Agora, o ex-presidente promete acabar com a guerra “dentro de 24 horas” se for reeleito. Sem detalhes sobre como isso aconteceria, muitos presumem que qualquer acordo de paz favoreceria a Rússia.
Trump poderia forçar a Ucrânia a aceitar algum tipo de conflito congelado aproximadamente nas actuais linhas do campo de batalha, o que seria à custa do território ucraniano, diz Donahue. Não está claro se Putin aceitaria tais condições a longo prazo, mas elas dariam aos seus militares tempo para se rearmarem.

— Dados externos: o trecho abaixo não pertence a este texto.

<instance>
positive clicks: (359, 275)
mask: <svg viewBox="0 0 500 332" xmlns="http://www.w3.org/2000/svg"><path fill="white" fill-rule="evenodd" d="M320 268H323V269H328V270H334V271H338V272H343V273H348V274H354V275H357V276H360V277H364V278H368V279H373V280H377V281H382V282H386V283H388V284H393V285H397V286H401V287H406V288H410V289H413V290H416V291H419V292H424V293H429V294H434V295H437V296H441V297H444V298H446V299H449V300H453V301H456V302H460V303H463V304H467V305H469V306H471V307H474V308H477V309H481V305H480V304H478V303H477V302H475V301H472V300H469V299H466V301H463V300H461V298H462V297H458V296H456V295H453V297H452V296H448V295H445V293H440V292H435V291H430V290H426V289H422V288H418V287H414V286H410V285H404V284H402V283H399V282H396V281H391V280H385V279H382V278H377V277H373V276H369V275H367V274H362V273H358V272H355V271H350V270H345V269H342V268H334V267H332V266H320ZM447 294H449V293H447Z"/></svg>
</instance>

O candidato republicano também deixou claro que a Europa tem de fornecer uma parcela maior de apoio à Ucrânia, afirma Dominik Tolksdorf, membro associado do Conselho Alemão de Relações Exteriores e membro sénior não residente do Instituto de Governação Global.
A redução da ajuda vital à Ucrânia poderia forçar a questão. Se o apoio americano terminasse completamente, os governos europeus luta para apoiar a Ucrânia por conta própria. Isso daria ao Kremlin mais margem de manobra para impor a sua vontade à Ucrânia, diz Tolksdorf, especialista em política dos EUA e relações transatlânticas.

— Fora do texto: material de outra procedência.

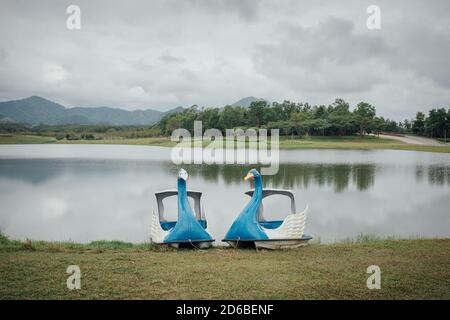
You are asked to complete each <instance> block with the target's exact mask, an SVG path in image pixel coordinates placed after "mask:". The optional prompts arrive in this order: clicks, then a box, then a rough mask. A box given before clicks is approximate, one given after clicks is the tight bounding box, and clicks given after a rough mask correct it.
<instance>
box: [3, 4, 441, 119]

Adesão da Ucrânia e da OTAN
Outra questão espinhosa é O desejo da Ucrânia de aderir à OTAN.
Em algum momento, Harris provavelmente apoiará a adesão da Ucrânia à OTAN, diz Donahue, que passou duas temporadas na Ucrânia desde o início da guerra.
Uma sugestão que está a ser discutida é um modelo de adesão que pressupõe que o país não recupere as suas fronteiras de 1991. Neste caso, a NATO só seria obrigada a defender o território actualmente controlado pela Ucrânia. Seria semelhante à situação da Alemanha Ocidental antes Reunificação alemã.
Trump, por outro lado, tem sido um crítico vocal da OTANaté sugerindo que não defenda alguns membros que gastam menos.
Apesar de tal animosidade em relação à organização, Trump poderá aproximar a Ucrânia da NATO como parte de uma estratégia assentamento terminando a guerradiz Kurt Volker, enviado especial à Ucrânia de 2017 a 2019. Ter a Ucrânia na OTAN seria parte de “uma paz permanente e uma dissuasão permanente”, disse ele à DW no início de outubro.
O próximo Congresso terá uma grande palavra a dizer
As mudanças nas maiorias no Congresso terão um impacto tão grande quanto um novo presidente americano, porque aprovam projetos de lei de gastos.
Das 100 cadeiras no Senado, 34 estão em disputa, assim como todas as 435 cadeiras na Câmara dos Representantes. O controlo democrático da Câmara será crucial para Harris manter o fluxo de armas e ajuda para a Ucrânia.
Ao mesmo tempo, muitos republicanos acreditam que a China, o Irão e a Coreia do Norte estão indiretamente envolvido na guerra contra a Ucrânia, diz Dominik Tolksdorf.
Para estes legisladores, uma derrota ucraniana seria uma estratégia sucesso para seus inimigos e “enfraqueceria a posição dos EUA no mundo”, diz ele.
Americanos céticos em relação à Rússia
Outro receio é que o público americano se canse da guerra.
A percentagem de americanos que afirmam que a invasão da Ucrânia pela Rússia é uma ameaça aos interesses dos EUA diminuiu significativamente desde 2022, de acordo com um estudo. pesquisa realizada no início de julho pelo Centro de Pesquisa Pew.
O estudo concluiu que 69% dos americanos aprovam sanções económicas à Rússia, enquanto 54% querem continuar a enviar equipamento militar para a Ucrânia. No geral, os americanos estão igualmente divididos sobre se o país tem ou não a responsabilidade de ajudar a Ucrânia.
A Rússia espera, sem dúvida, uma vitória de Trump, não apenas porque ele poderá ajudar Putin a ganhar terreno na Ucrânia, mas porque, como presidente, poderá dividir ainda mais os EUA e desestabilizar a democracia americana, diz Tolksdorf.
“A esperança no Kremlin é que os EUA sob Trump se preocupem principalmente consigo próprios e sejam incapazes de ser um ator ativo na política internacional”, concluiu.